Contretemps - Um traço comum aos vários textos que compõem a sua compilação "Marx Inconnu" está na sua vontade de se concentrar no aspeto "não científico" da obra de Marx: por outras palavras, nos impulsos emocionais, morais, utópicos e, porque não, também estéticos que motivaram a sua obra e a sua ação política. Esses impulsos deram origem àquilo a que por vezes se chama, usando uma expressão de Ernst Bloch, a "corrente quente" do marxismo, por oposição a uma "corrente fria" que, por seu lado, se pretendia estritamente científica em termos económicos e sociológicos.

Mas a especificidade do pensamento de Marx, dentro da grande variedade de correntes socialistas do século XIX, não foi precisamente a sua tentativa de se distanciar de uma crítica filosófica, moral e espiritual da sociedade capitalista moderna e propor uma análise meticulosa das suas contradições materiais, aproveitando assim o poder irresistível dos instrumentos da racionalidade burguesa para os virar contra si própria?

Michael Löwy - Concordo plenamente consigo quando diz que Marx propôs uma análise meticulosa das contradições materiais do capitalismo, algo que faltava aos socialismos do século XIX. Mas ele não era, como afirmou Louis Althusser, "um homem de ciência como os outros", uma espécie de Lavoisier da ciência económica. O meu argumento é que, em Marx, a interpretação do mundo e a sua transformação são momentos dialeticamente inseparáveis. Não escolhi a vertente "não científica" de Marx, mas escritos em que a análise científica e a crítica social, e/ou a indignação moral, e/ou os objectivos utópicos, estão intimamente associados.

A análise materialista do capitalismo e do conflito de classes não estão ausentes dos temas da obra de Marx e Engels que estudo, quer se trate da dialética do progresso, do papel da religião, da ecologia ou do romantismo anticapitalista - bem como, evidentemente, da revolução. Como observa Ernst Bloch, a "corrente quente" do marxismo enfatiza a dimensão "utópica" - o Princípio Esperança - mas não nega a necessidade da "corrente fria", a análise implacável da realidade do capitalismo.
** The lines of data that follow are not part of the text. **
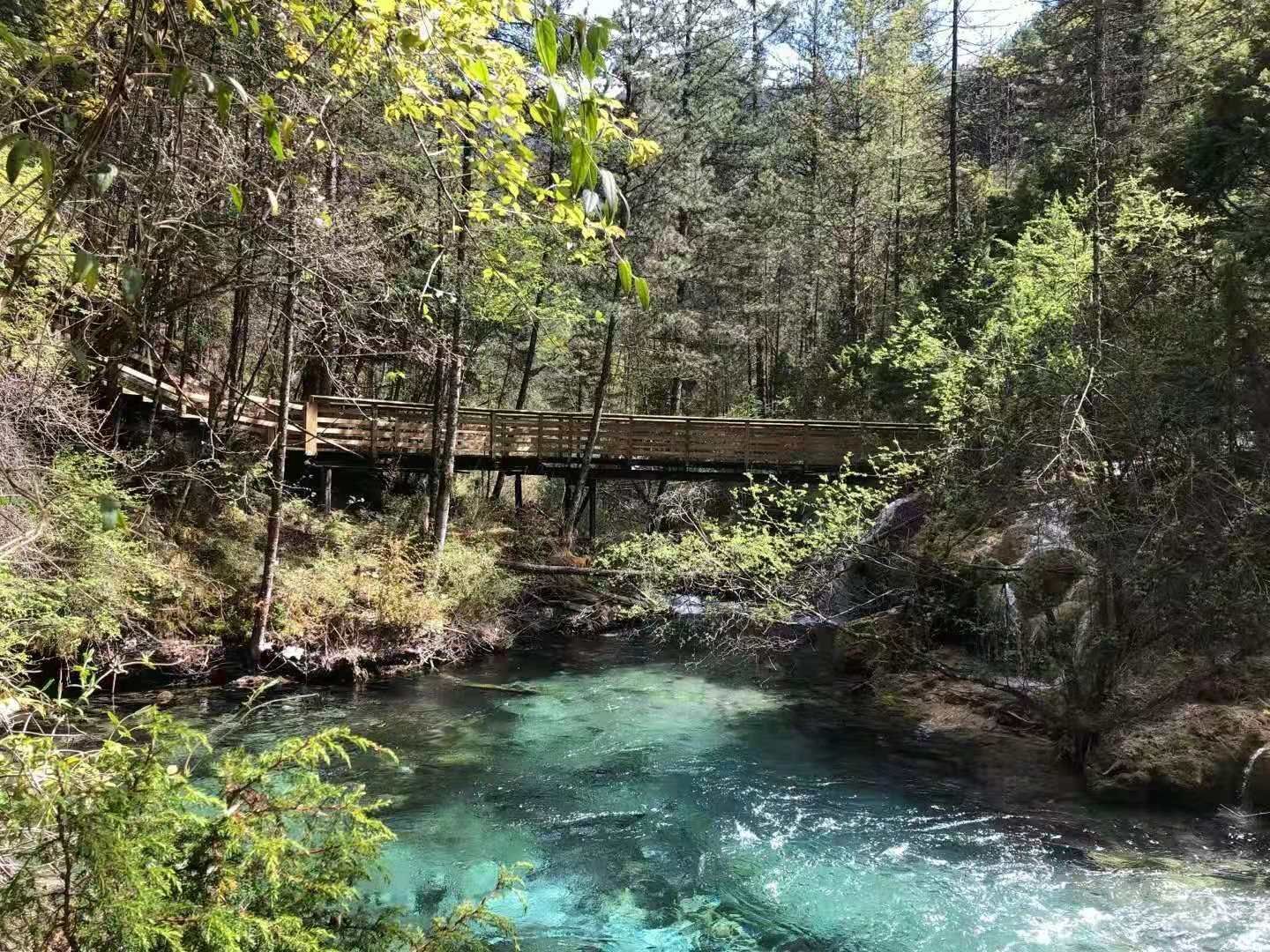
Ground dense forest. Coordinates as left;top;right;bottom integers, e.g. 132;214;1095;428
0;0;1270;949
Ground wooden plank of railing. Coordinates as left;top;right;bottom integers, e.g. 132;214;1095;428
303;398;318;456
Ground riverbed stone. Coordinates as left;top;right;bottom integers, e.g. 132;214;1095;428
1085;703;1270;808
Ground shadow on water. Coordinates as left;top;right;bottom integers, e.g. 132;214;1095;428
138;640;1270;952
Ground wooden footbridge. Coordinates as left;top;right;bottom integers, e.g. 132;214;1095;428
119;364;935;480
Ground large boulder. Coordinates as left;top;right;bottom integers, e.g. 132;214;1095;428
1085;703;1270;808
815;493;929;622
1239;747;1270;814
958;504;1094;658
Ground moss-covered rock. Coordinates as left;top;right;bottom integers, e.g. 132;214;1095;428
1085;704;1270;808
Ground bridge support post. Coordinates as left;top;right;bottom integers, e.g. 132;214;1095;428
586;480;600;542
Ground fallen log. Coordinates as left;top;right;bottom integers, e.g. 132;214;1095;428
438;674;542;695
499;561;640;579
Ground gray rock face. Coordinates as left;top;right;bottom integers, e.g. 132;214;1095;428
1085;704;1270;808
815;493;929;622
963;505;1094;656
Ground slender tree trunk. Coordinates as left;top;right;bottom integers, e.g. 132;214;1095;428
949;0;961;242
432;139;473;563
249;208;297;666
489;317;542;502
561;286;621;550
433;353;464;571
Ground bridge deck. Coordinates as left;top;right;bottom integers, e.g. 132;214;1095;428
121;366;935;479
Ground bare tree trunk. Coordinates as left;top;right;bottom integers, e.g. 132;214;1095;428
432;139;473;566
561;286;621;550
949;0;961;242
432;352;464;571
489;317;542;502
248;208;297;666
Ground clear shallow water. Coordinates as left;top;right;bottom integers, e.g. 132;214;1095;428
159;641;1270;952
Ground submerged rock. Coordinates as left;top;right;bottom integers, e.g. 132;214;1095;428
815;493;929;622
1085;704;1270;808
1239;747;1270;814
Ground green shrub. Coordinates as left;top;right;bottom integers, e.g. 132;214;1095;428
0;675;520;952
597;467;903;598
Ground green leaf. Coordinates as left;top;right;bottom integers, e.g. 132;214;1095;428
225;76;251;107
4;138;34;185
96;493;119;532
265;122;287;162
582;188;603;221
569;138;589;194
635;278;653;311
548;80;569;116
119;264;146;305
168;63;193;99
71;248;99;291
398;26;419;51
86;162;119;197
586;23;609;63
534;17;557;76
600;169;620;214
34;142;53;194
464;60;489;86
578;99;600;142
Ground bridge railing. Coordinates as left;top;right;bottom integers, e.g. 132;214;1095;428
303;396;933;468
119;364;935;470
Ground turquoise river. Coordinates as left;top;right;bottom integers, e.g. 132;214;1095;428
163;640;1270;952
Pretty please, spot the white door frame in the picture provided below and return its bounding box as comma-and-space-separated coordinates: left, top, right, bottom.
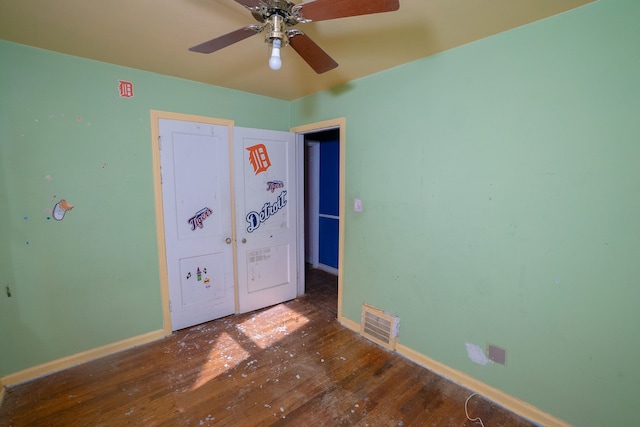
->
291, 117, 348, 322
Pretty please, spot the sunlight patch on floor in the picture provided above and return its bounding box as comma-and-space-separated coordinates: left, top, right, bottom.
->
191, 332, 250, 390
236, 304, 309, 350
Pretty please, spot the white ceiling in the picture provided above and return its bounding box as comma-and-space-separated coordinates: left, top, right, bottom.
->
0, 0, 593, 100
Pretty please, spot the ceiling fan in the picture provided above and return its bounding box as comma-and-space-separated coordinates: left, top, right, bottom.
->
189, 0, 400, 74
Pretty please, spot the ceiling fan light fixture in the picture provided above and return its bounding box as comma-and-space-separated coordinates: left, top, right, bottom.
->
266, 13, 287, 70
269, 39, 282, 71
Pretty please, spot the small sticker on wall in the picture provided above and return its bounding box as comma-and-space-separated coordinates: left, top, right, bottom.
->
187, 207, 213, 231
247, 144, 271, 175
118, 80, 133, 98
267, 181, 284, 193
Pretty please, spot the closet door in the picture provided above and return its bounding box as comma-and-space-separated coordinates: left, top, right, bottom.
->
233, 127, 298, 313
159, 119, 235, 330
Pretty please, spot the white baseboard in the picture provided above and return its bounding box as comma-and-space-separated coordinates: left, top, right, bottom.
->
0, 329, 167, 388
315, 264, 338, 276
338, 315, 570, 427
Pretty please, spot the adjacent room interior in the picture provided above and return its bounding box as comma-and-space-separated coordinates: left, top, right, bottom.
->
0, 0, 640, 427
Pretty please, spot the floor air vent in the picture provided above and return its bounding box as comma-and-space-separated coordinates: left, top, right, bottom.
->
360, 304, 400, 350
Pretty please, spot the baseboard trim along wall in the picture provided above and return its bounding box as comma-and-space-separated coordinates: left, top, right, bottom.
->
0, 329, 167, 388
0, 378, 4, 405
338, 316, 571, 427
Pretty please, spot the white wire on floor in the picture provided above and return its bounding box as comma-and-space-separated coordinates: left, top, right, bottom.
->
464, 393, 484, 427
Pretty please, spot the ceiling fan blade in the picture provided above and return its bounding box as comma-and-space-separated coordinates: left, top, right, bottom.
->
189, 25, 262, 53
289, 30, 338, 74
296, 0, 400, 21
236, 0, 260, 8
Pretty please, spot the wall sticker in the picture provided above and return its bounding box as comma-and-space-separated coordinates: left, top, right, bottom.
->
267, 181, 284, 193
187, 207, 213, 230
118, 80, 133, 98
247, 144, 271, 175
246, 190, 287, 233
52, 199, 73, 221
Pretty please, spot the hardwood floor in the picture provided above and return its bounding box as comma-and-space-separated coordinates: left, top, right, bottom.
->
0, 270, 534, 427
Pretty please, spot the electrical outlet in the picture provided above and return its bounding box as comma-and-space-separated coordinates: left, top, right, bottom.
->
487, 344, 507, 365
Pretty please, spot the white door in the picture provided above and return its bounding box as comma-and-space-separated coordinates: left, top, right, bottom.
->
159, 119, 235, 330
233, 127, 298, 313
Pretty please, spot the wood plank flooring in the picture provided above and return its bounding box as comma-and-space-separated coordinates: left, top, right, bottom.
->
0, 270, 534, 427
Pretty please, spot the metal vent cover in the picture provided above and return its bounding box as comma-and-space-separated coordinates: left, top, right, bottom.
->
360, 304, 400, 351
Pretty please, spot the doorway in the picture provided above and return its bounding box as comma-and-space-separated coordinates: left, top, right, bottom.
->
291, 118, 348, 323
304, 129, 340, 276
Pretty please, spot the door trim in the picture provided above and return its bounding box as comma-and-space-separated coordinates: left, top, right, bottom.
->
303, 141, 320, 268
290, 117, 347, 321
150, 110, 238, 336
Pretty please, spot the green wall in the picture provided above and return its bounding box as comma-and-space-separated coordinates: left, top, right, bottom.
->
291, 0, 640, 427
0, 0, 640, 426
0, 41, 290, 377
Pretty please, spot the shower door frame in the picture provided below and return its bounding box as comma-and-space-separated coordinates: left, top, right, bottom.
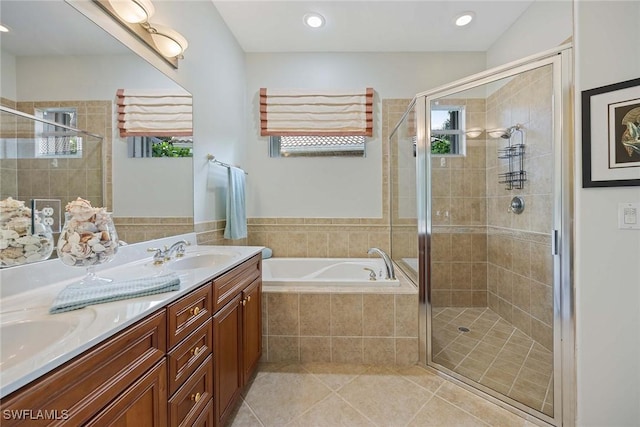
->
414, 44, 576, 426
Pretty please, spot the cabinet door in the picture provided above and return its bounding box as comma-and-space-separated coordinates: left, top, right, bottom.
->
242, 279, 262, 385
86, 359, 167, 427
213, 294, 242, 426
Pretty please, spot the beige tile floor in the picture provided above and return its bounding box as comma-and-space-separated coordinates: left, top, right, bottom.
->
222, 363, 535, 427
432, 307, 553, 416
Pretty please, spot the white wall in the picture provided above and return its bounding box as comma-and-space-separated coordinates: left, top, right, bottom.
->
147, 0, 247, 223
0, 51, 16, 100
243, 53, 485, 218
575, 1, 640, 427
487, 0, 573, 68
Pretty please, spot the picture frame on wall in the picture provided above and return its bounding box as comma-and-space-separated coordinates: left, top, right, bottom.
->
582, 79, 640, 188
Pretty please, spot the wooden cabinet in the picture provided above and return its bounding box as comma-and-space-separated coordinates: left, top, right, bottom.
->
213, 255, 262, 426
86, 359, 167, 427
242, 279, 262, 385
0, 254, 262, 427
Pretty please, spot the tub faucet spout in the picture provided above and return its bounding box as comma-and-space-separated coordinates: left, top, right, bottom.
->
367, 248, 396, 280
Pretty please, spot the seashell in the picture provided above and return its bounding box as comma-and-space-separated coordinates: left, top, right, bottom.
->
76, 221, 98, 233
16, 235, 40, 246
0, 248, 23, 259
80, 232, 94, 243
22, 245, 40, 252
26, 252, 42, 262
67, 232, 80, 245
71, 244, 91, 259
0, 230, 20, 240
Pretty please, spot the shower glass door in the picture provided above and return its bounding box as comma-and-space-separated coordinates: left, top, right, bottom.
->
417, 47, 562, 424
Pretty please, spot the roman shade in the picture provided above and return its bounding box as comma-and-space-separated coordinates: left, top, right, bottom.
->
260, 88, 373, 136
117, 89, 193, 137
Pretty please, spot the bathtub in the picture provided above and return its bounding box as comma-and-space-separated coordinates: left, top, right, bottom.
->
262, 258, 400, 288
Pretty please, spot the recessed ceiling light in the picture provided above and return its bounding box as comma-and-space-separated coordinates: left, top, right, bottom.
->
454, 12, 475, 27
302, 13, 324, 28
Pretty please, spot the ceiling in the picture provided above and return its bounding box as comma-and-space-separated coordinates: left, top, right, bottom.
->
0, 0, 535, 55
213, 0, 534, 52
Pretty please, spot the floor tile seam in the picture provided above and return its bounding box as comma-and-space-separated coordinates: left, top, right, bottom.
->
476, 308, 506, 383
405, 392, 442, 427
503, 328, 533, 396
455, 308, 499, 378
285, 392, 344, 426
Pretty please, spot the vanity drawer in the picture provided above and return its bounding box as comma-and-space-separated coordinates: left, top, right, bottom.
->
213, 254, 262, 313
169, 355, 213, 426
167, 286, 211, 349
167, 319, 213, 396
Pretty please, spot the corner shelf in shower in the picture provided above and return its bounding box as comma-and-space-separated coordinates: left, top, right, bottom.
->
498, 144, 527, 190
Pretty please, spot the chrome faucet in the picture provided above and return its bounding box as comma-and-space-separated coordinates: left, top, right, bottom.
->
367, 248, 396, 280
164, 240, 191, 261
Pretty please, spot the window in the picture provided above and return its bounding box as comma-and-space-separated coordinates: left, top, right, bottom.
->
34, 107, 82, 158
431, 105, 465, 155
269, 136, 366, 157
127, 136, 193, 157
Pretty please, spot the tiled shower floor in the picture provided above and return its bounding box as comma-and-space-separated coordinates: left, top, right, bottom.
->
432, 307, 553, 415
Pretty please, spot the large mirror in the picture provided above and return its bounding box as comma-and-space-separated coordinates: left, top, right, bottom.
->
0, 0, 193, 268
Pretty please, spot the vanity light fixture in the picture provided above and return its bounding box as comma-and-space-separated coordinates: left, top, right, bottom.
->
302, 12, 325, 28
141, 23, 189, 58
453, 12, 476, 27
93, 0, 189, 68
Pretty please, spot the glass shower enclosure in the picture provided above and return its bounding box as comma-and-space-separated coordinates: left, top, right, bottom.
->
390, 46, 573, 425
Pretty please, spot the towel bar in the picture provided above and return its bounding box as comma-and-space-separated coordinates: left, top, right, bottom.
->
207, 154, 249, 175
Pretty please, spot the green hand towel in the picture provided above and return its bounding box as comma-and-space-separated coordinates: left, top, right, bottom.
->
49, 273, 180, 314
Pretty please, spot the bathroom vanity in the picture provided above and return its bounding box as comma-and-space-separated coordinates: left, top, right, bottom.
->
0, 239, 262, 426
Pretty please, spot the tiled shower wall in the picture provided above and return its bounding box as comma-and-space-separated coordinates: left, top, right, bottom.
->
487, 66, 554, 349
431, 99, 487, 307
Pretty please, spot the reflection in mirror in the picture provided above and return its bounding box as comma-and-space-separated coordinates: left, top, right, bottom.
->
0, 1, 193, 268
0, 106, 103, 268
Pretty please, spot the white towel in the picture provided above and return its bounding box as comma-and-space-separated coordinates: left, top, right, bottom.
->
224, 166, 247, 240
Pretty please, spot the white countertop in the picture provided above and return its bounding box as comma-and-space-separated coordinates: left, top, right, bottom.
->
0, 233, 262, 397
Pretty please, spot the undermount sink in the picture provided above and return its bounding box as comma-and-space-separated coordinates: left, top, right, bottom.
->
0, 308, 95, 371
167, 253, 238, 270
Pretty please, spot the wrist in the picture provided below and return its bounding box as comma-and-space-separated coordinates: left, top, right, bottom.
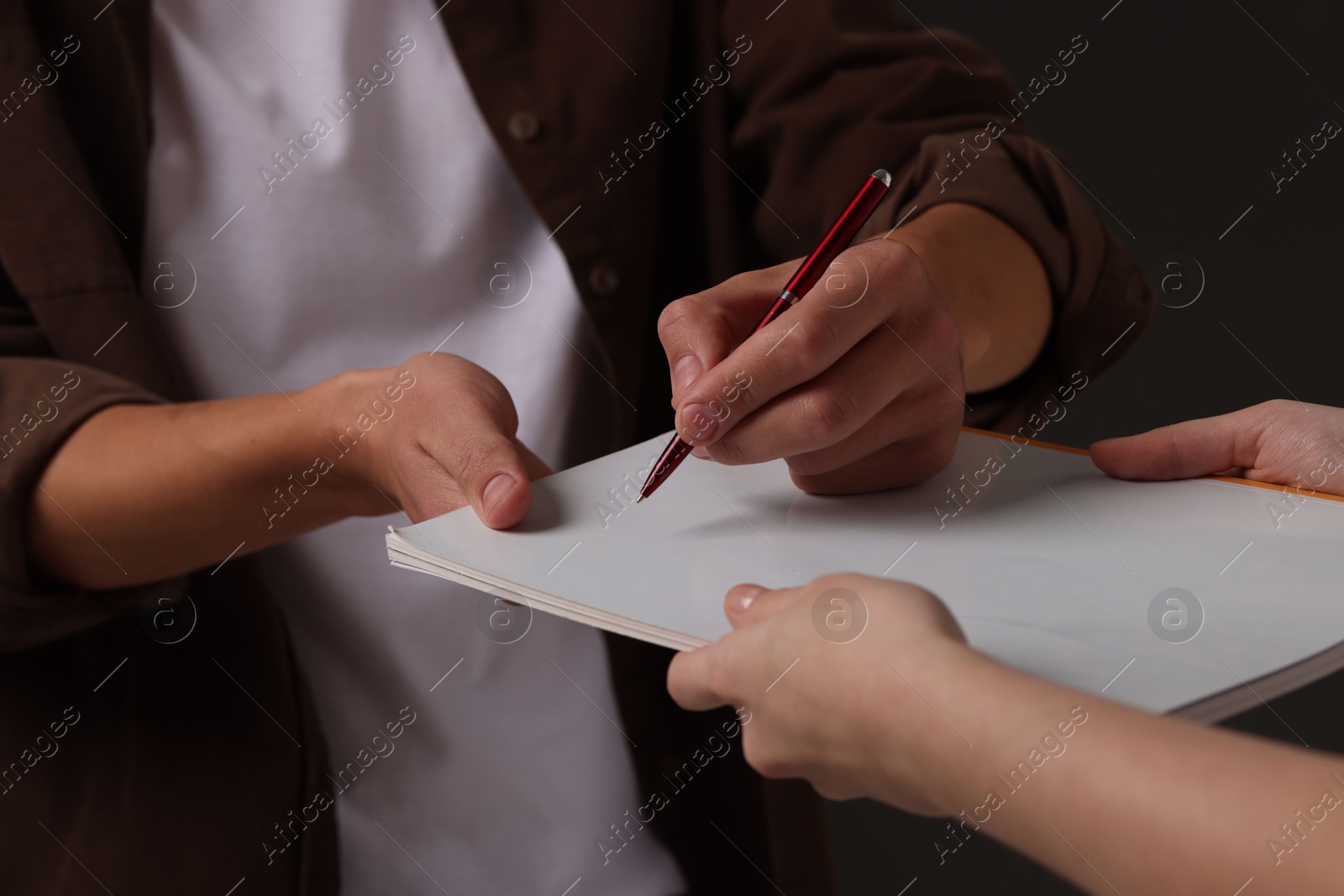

Podemos também acrescentar que a ciência de Marx não é a ciência positivista baseada no paradigma das ciências naturais; é uma ciência dialética, interessada nas contradições e nos movimentos da realidade económica e social, uma ciência crítica que não esconde o seu ponto de vista de classe. Claro que a indignação não é suficiente para compreender a realidade; mas, como explico no meu prefácio, "se ignorarmos a dimensão 'moral' da indignação e da recusa, não podemos compreender Marx, a motivação dos seus escritos e a sua coerência".

Dito isto, no prefácio afirmo a dimensão subjetiva das minhas escolhas e dos temas dos vários ensaios, que, sobretudo na primeira parte do livro, rompem com a imagem convencional de Marx, demasiadas vezes reduzido a um "economista".

Contretemps - A oposição entre cientificidade e utopia parece determinar estratégias e até horizontes políticos divergentes. Numa época de capitalismo financeiro, cujas mutações tornaram inoperantes várias análises tradicionais, não é precisamente o primeiro termo desta alternativa que precisamos de atualizar hoje para tentar compreender a nossa situação económica, histórica e social atual e para podermos agir sobre ela?

Michael Löwy - No seu clássico sociológico Ideologia e Utopia (1930), Karl Mannheim define a utopia como o conjunto de representações, aspirações ou imagens do desejo que visam romper a ordem estabelecida e que exercem uma "função subversiva".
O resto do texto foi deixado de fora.